Before Us is a Petition for Review on Certiorari under Rule 45 assailing and seeking to set aside the Decision[1] and Resolution[2] dated March 11, 2011 and June 1, 2011, respectively, of the Court of Appeals (CA) in CA-G.R. SP No. 114616, overturning the January 22, 2010 and March 30, 2010 Resolutions[3] of the National Labor Relations Commission (NLRC), Second Division in NLRC NCR OFW Case No. (M)09-10261-07.

The facts are not disputed. On May 10, 2006, petitioner Jessie David (David) entered into a six-month Contract of Employment[4] with respondent OSG Shipmanagement Manila, Inc. (OSG Manila), for and in behalf of its principal Michaelmar Shipping Services, Inc., as a Third Officer of the crude tanker M/T Raphael. The engagement was the third contract of employment between David and OSG Manila. OSG Manila previously hired and deployed David to work aboard crude tankers since December 2004.[5]

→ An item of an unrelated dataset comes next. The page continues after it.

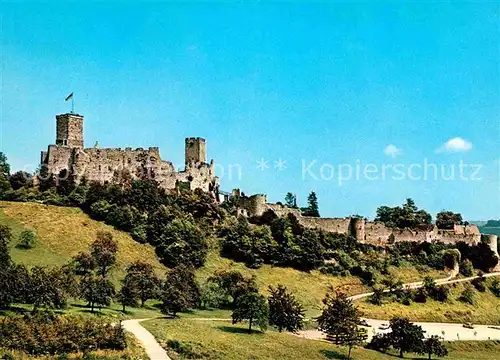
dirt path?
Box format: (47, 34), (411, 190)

Prior to his embarkation, David underwent a pre-employment medical examination (PEME) and was declared “fit for further sea duty.”[6] David then boarded the ship M/T Raphael on May 23, 2006.[7] Barely six months into his employment or in November 2006, David complained of an intolerable pain on his left foot so that he consulted a doctor at the port of Rotterdam.  The doctor diagnosed him as suffering from “lipoma [on the] left upper leg”[8] and a possible “calcaneus spur of [the] left foot.”[9]  Although found to be fit for work, David was nonetheless advised to undergo further treatment upon repatriation to the Philippines.[10]

Immediately after his return to the country on December 4, 2006, OSG Manila referred David to the company-designated physician, Dr. Robert Lim (Dr. Lim) of the Metropolitan Medical Center (MMC), who referred him to the Cardinal Santos Medical Center for a Magnetic Resonance Imaging (MRI), which reflected the following impressions:

Large soft tissue mass of the anterior left thigh, as described. Considerations include neoplasm such as benign/malignant nerve sheath tumor, hemangioma, soft tissue sarcoma or inflammatory process such as intramuscular abscess.[11]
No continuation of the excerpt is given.